UK pension funds urged to back investment “Big Bang”

Prime Minister Boris Johnson and Chancellor Rishi Sunak have urged UK institutional investors to “seize the moment” and pile cash into domestic assets that will provide long-term income, such as tech start-ups and infrastructure projects. In a letter to asset managers, the pair encouraged them to move funds away from short-term, highly liquid investments, and instead to seek out “British success stories”. They said: “We need an Investment Big Bang, to unlock the hundreds of billions of pounds sitting in UK institutional investors and use it to drive the UK’s recovery. It’s time we recognised the quality that other countries see in the UK, and back ourselves by investing more money into the companies and infrastructure that will drive growth.”

Legal & General increases dividend after topping £1bn in profits

Legal & General’s profits have topped the £1bn mark in the first six months of this year, with the group confirming it will raise dividend payouts to shareholders. L&G said it would return £309m to shareholders in September after operating profits during the six months to the end of June rose by 14% to almost £1.08bn, beating expectations in the City for £999m. Assets across L&G's investment management arm, which is the biggest fund management house in the country, increased by 7% to £1.33tn. Net inflows at the division rose to £27.4bn, up from £6.2bn a year ago.

French fund manager to launch first EU-regulated bitcoin tracker

Melanion Capital, the Paris-based computer-driven fund manager, is set to launch an EU-regulated fund that will track a basket of up to 30 stocks in sectors such as cryptocurrency mining and blockchain technology.


SoftBank acquires $5bn stake in Swiss drugmaker Roche

SoftBank has acquired a $5bn non-voting stake in Swiss drugmaker Roche via its asset management division, Northstar.


Rolls-Royce to sell Spanish ITP Aero

Boston-based private equity firm Bain Capital is set to team up with construction engineering firm Sener Grupo de Ingenieria to acquire Rolls Royce’s ITP Aero Division for about €1.6bn (£1.4bn). The move comes after Rolls-Royce last year announced it is on the hunt to raise at least £2bn from asset sales, in a bid to repair a balance sheet wrecked by the pandemic.

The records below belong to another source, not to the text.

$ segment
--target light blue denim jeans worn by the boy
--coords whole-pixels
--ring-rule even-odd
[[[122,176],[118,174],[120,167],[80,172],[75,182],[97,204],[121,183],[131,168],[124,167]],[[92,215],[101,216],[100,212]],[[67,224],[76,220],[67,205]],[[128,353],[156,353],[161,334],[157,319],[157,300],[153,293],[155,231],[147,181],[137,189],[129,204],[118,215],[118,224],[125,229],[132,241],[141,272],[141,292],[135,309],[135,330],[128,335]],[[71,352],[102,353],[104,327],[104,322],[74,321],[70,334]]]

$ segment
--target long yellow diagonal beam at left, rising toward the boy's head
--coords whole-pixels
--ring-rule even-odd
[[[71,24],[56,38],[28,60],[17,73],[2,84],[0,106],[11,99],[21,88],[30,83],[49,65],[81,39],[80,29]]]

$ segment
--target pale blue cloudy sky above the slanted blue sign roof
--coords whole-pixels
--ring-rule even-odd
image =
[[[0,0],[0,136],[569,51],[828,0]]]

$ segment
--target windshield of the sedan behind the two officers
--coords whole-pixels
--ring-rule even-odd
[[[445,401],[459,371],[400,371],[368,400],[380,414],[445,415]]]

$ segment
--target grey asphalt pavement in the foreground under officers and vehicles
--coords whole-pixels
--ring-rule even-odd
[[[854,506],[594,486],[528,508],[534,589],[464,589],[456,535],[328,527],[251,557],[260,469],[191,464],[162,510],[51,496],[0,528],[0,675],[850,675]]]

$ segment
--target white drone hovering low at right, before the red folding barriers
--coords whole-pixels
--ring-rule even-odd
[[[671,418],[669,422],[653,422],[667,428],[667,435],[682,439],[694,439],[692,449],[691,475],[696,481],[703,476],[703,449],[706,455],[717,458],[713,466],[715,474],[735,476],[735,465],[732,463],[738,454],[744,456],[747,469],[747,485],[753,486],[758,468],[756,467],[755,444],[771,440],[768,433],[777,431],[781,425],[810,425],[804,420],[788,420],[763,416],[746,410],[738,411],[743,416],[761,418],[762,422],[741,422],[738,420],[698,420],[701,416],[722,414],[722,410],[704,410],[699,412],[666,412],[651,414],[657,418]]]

Musicians can tour parts of Europe again without visas

Ministers have secured an agreement on visa-free travel for touring artists within 19 EU countries following widespread criticism of the Government on post-Brexit travel for musicians. However, the Let The Music Move campaign stated that the deal still represented a “failure” as there was “no certainty around touring in almost a third of EU countries, eight months after the music industry was dealt a no-deal scenario”.


La Liga agrees to sell 10% stake to CVC

Spain's top soccer league, La Liga, has agreed in principle to sell 10% of its business to private equity firm CVC Capital Partners for €2.7bn (£2.3bn). Clubs will receive about 90% of the funds from CVC's investment.


Traders betting against sterling for the first time since last December

Data from the Commodity Futures Trading Commission show that, in aggregate, bets against the pound now exceed bets on the currency for the first time since the build-up to the pre-Brexit crunch last December. Kit Juckes, chief foreign exchange strategist at Société Générale, commented: “Vaccine-related optimism has waned over the spring, with lockdown restrictions not being lifted enough to radically change the economic outlook.” He continued: “It seems to me that if we could get the sun back out, and the holidays back on track, there’s room for positions to reflect economic optimism and expectations that the MPC will start to unwind current policies sooner than the [European Central Bank] does.” If that happens, he added, “Sterling has a chance of another sortie into the $1.40s”.

UK’s service sector recovery slows

The latest IHS Markit/CIPS health check on UK services firms reveals growth in the sector has slowed to its weakest since March. Tim Moore, an economics director at IHS Markit, said: “July data illustrates that recovery speed across the UK economy has slowed in comparison to the second quarter of 2021. More businesses are experiencing growth constraints from supply shortages of labour and materials, while on the demand side we’ve already seen the peak phase of pent-up consumer spending.”